Sayın yazar Trakya kitabelerini bir sistem içinde ele alarak yayınlıyacağı yerde herhangi bir konuya yeterince hâkim olmayan kimselerde görüldüğü üzer eline geçen her türlü malzemeyi kitabına koyma yoluna gitmiştir. Bu nedenle gezilerinde rastladığı eserler yanında Edirne, Tekirdağ, Çanakkale müzelerindeki eserlerin hemen hemen tamamını kitabına koymuştur. Bu yol ile Çanakkale Müzesinde toplanan Troas bölgesinden yani bu ilin Anadolu yakasından gelen eserler de kitaba girmiştir. Buna karşılık bir Trakya şehri olan İstanbul’da, müzede toplanan kitabeli malzemeden kitapta söz edilmemiştir. Buna neden olarak yazar “İstanbul Müzesinde kendisine çalışma fırsatı verilmediğini” ileri sürmektedir (s. XVII). Böyle bir iddia yerinde olmasa gerektir. Bu malzemeyi ihmal etmesinin esas nedeni yazarın, yayınlanmış muntazam katalogları, özel epigrafi ve uzun bir geleneği olan bu müzedeki eserleri, Edirne, Tekirdağ, Çanakkale gibi küçük müzelerde yapmış olduğu gibi programsız bir şekilde kitabına koymasına müsaade edilmiyeceğini düşünmesi olmalıdır. Buna rağmen s. 59 da İstanbul’da bulunan ve yayınlanan[2] bir stelden uzun uzun söz edilmekte kitaba stelin üç ayrı fotoğrafı konmuş bulunmaktadır. Birincisinde stelin fotoğrafı, ikincisinde yazarın steli incelemesi sahnesi, üçüncü fotoğrafta ise hiç gereği olmadığı halde ıstampajı görülmektedir. Bu stele böyle fazla yer verilerek ilk yayında alfa harfinin omikron olarak kopye edilmiş olması eleştirilmektedir. Oysa İstanbul mezar stelleri üzerindeki yayın hakkında, 1964 den 1970 e kadar yabancı ilim adamlarınca bir çok eleştiriler yapılmış[3], yayınlanan bu stellerden başka sonuçlar da çıkarılmıştır[4]. Yazarın bu yayınlardan haberdar olmadığı görülüyor. Ayni şekilde 1969 da yayınlanan bir grup kitabeli ve İstanbul menşeli stelin yayınından[5] da yazar habersiz görünüyor. S. 52-54 de yayınlanan Büyükçekmecede bulunan 1 no.lu kitabe ile hiç bir ilgisi olmadığı halde Mendel no. 991 ve 1004 deki steiler mukayese malzemesii olarak gösterilmektedir. Fakat aralarındaki ilişkiyi anlamak olanaksızdır.

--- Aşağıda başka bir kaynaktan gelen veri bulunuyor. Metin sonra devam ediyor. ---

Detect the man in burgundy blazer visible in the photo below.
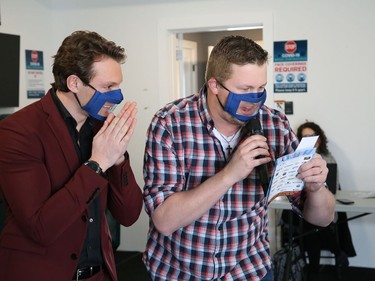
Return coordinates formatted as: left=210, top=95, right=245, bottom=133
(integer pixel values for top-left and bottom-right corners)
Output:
left=0, top=29, right=142, bottom=281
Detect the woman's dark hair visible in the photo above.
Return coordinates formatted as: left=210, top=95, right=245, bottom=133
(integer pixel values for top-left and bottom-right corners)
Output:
left=51, top=31, right=126, bottom=92
left=297, top=122, right=329, bottom=154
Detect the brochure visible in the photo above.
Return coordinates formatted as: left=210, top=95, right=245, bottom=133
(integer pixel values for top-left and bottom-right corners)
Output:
left=267, top=136, right=319, bottom=204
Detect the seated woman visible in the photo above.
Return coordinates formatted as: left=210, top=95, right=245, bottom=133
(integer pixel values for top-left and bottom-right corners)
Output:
left=283, top=122, right=356, bottom=280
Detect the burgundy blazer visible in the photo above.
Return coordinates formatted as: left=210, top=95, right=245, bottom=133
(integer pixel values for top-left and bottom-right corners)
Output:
left=0, top=92, right=142, bottom=281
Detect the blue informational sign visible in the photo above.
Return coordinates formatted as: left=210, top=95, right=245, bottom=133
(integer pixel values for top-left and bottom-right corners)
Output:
left=274, top=40, right=307, bottom=93
left=25, top=50, right=45, bottom=99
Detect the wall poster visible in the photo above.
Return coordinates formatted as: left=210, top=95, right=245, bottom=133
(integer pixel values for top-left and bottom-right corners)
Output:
left=274, top=40, right=307, bottom=93
left=25, top=50, right=45, bottom=99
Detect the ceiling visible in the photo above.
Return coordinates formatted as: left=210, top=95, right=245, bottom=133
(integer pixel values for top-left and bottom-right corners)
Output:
left=36, top=0, right=206, bottom=9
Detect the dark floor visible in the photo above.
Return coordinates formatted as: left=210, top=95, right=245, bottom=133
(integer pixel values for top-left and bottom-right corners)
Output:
left=115, top=251, right=375, bottom=281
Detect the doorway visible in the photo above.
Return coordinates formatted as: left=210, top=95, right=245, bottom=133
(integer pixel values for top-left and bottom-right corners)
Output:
left=172, top=26, right=264, bottom=99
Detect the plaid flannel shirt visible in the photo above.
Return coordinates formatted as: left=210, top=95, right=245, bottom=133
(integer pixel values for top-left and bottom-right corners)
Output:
left=143, top=88, right=298, bottom=280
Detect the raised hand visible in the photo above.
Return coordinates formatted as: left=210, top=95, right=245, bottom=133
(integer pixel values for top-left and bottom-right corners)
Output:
left=90, top=102, right=137, bottom=171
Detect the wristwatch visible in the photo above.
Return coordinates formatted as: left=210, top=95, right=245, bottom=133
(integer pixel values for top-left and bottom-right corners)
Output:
left=84, top=160, right=106, bottom=178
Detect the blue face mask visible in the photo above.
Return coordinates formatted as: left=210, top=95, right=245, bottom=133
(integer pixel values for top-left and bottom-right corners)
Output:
left=82, top=84, right=123, bottom=121
left=218, top=82, right=267, bottom=122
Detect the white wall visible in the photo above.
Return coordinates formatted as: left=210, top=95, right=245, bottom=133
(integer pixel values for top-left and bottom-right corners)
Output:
left=0, top=0, right=375, bottom=267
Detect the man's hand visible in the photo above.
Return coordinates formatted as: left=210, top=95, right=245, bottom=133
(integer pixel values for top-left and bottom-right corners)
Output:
left=225, top=135, right=271, bottom=185
left=297, top=153, right=328, bottom=192
left=90, top=102, right=137, bottom=172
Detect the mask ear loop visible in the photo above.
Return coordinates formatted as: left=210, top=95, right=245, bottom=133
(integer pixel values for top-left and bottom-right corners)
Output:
left=215, top=79, right=230, bottom=111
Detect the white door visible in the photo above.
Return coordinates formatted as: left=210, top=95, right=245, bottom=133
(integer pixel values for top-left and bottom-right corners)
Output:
left=175, top=39, right=198, bottom=98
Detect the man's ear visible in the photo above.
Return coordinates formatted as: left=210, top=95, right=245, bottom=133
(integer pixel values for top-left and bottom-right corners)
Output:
left=207, top=78, right=218, bottom=95
left=66, top=74, right=81, bottom=93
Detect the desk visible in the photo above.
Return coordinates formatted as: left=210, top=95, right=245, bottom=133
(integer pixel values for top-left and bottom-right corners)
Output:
left=268, top=190, right=375, bottom=213
left=268, top=190, right=375, bottom=280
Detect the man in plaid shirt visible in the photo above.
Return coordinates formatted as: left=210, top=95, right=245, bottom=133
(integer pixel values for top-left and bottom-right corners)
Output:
left=143, top=36, right=335, bottom=281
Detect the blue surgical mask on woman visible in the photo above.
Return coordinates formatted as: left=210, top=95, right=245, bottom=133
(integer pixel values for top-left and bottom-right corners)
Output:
left=218, top=82, right=267, bottom=122
left=82, top=84, right=123, bottom=121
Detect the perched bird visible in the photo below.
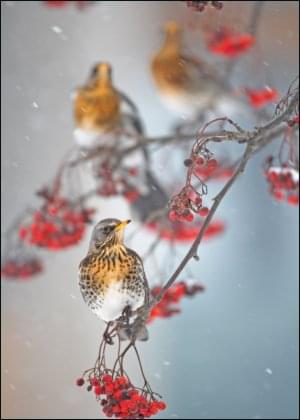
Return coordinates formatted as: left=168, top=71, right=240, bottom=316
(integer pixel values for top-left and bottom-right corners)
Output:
left=74, top=63, right=142, bottom=148
left=79, top=219, right=149, bottom=339
left=151, top=21, right=238, bottom=118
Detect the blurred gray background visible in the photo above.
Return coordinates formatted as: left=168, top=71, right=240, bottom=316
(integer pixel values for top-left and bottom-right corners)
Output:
left=1, top=1, right=299, bottom=419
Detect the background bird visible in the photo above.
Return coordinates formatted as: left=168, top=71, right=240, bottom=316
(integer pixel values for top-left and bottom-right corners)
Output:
left=151, top=21, right=240, bottom=118
left=79, top=219, right=149, bottom=340
left=74, top=63, right=142, bottom=148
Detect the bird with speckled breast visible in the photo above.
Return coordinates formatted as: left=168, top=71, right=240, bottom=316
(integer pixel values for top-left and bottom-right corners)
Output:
left=74, top=62, right=143, bottom=149
left=151, top=21, right=240, bottom=118
left=79, top=219, right=149, bottom=340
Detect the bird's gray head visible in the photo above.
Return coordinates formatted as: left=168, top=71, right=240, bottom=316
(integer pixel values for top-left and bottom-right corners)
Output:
left=89, top=219, right=130, bottom=253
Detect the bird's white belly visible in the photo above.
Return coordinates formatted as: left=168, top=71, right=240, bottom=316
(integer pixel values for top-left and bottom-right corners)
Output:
left=94, top=283, right=145, bottom=322
left=73, top=127, right=115, bottom=149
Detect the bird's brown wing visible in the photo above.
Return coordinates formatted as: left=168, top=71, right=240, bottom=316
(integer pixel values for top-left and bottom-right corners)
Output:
left=127, top=248, right=150, bottom=303
left=79, top=255, right=95, bottom=303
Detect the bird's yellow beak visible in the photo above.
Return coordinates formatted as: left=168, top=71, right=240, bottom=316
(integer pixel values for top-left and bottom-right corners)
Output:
left=115, top=220, right=131, bottom=232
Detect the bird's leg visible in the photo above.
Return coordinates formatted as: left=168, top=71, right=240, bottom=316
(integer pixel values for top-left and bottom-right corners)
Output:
left=103, top=321, right=114, bottom=345
left=121, top=305, right=132, bottom=325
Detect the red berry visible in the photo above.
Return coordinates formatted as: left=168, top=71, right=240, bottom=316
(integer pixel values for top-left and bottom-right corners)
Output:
left=76, top=378, right=84, bottom=386
left=94, top=385, right=103, bottom=395
left=158, top=401, right=167, bottom=410
left=168, top=210, right=178, bottom=222
left=287, top=195, right=299, bottom=206
left=199, top=207, right=209, bottom=217
left=184, top=213, right=194, bottom=222
left=273, top=190, right=284, bottom=201
left=102, top=375, right=112, bottom=383
left=195, top=156, right=205, bottom=166
left=206, top=159, right=218, bottom=171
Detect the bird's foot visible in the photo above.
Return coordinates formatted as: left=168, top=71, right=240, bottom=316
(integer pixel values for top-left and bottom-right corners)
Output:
left=103, top=322, right=114, bottom=345
left=103, top=331, right=114, bottom=346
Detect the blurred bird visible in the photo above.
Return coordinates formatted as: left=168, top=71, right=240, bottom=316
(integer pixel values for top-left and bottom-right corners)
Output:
left=79, top=219, right=149, bottom=340
left=74, top=63, right=143, bottom=148
left=151, top=21, right=236, bottom=117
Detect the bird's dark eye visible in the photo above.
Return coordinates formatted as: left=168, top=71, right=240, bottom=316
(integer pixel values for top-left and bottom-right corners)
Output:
left=103, top=226, right=113, bottom=235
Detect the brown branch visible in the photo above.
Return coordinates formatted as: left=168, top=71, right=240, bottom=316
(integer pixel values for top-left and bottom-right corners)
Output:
left=150, top=83, right=299, bottom=307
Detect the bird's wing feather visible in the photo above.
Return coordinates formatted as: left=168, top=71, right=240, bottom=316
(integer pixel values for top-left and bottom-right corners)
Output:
left=127, top=248, right=150, bottom=303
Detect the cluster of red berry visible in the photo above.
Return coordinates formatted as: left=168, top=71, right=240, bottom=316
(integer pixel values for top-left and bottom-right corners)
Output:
left=288, top=114, right=300, bottom=127
left=96, top=162, right=140, bottom=203
left=1, top=258, right=43, bottom=279
left=148, top=281, right=204, bottom=323
left=208, top=27, right=255, bottom=58
left=76, top=374, right=166, bottom=419
left=186, top=1, right=223, bottom=12
left=169, top=185, right=209, bottom=222
left=145, top=220, right=225, bottom=243
left=245, top=87, right=279, bottom=108
left=265, top=165, right=299, bottom=205
left=19, top=197, right=94, bottom=250
left=190, top=155, right=234, bottom=181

S. 9 no. 4 de sözü edilen heykel her halde öyle takdim edilmemelidir. Bir heykelin hangi ilâhı temsil ettiği önemlidir. Başına “kitabesiz” başlığını koyup heykelin “Apollon” olduğunu ancak alt notta söylemek bir sistem yokluğunun kanıtıdır.

S. 72 no. 7 de “portre resmi” başlığı altında gösterilen kabartma bir “havar kabartması”dır, bir portre değildir.

S. 111 no. 6 da hiç yayınlanmamış ve çok önemli bir vesika olarak ele alınan mezar kitabesi, Z. Taşlıklıoğludan çok önce Prof. I. Şevçenko tarafından 1965 de Byzantion mecmuasında yayınlanmış bulunmaktadır[6]. Çorlu “Tzurulon curator”u ile ilgili olan bu kitabeyi yazar Çorlu’nun kuruluşu ile ilgili görmekte Prof. Şevçenko’nun vardığı sonuçlardan ayrı ve doğruluğu şüpheli sonuçlara varmaktadır. Bu ve buna benzer başka örnekler yazarın uzmanlık alanındaki yayınları yeterince izleyemediğini göstermektedir. Her halde bu nedenle Trakyayı kendisinden başkasının bilmiyeceği ve inceleyemiyeceği kanısını taşımaktadır. Bu hale başka bir örnek de yazarın Çanakkale Gülpınarındaki Apollon Smintheus mabedine ait frizi “Adak steli” olarak yayınlamasıdır. Bu eser s. 212 de kitabesiz olduğu halde Kitabe No. 1 başlığı altında sunulmakta ve eser tarihlenirken metinde “arkaik’’ denmekte, eserin 150 no.lu resmi altında ise “Bu kabartma güzel bir klasik eserdir” ibaresi bulunmaktadır. Söz konusu eser ise bir çok araştırmalara konu olan İ. Ö. III üncü yüzyıla ait Apollon Smintheus mabedine aittir. Bu mabette İstanbul Alman Arkeoloji Enstitüsü ikinci müdürü Hans Weber tarafından resmî müsaade ile araştırmalar yapılmış kendisinin de söylediği gibi, bulunan eserler bir “açık hava müzesi” olarak düzenlemiştir. Bütün bunlar 1966 da Weber’in yaptığı yayında anlatılmış, söz konusu kabartmanın fotoğrafı da verilmiştir[7].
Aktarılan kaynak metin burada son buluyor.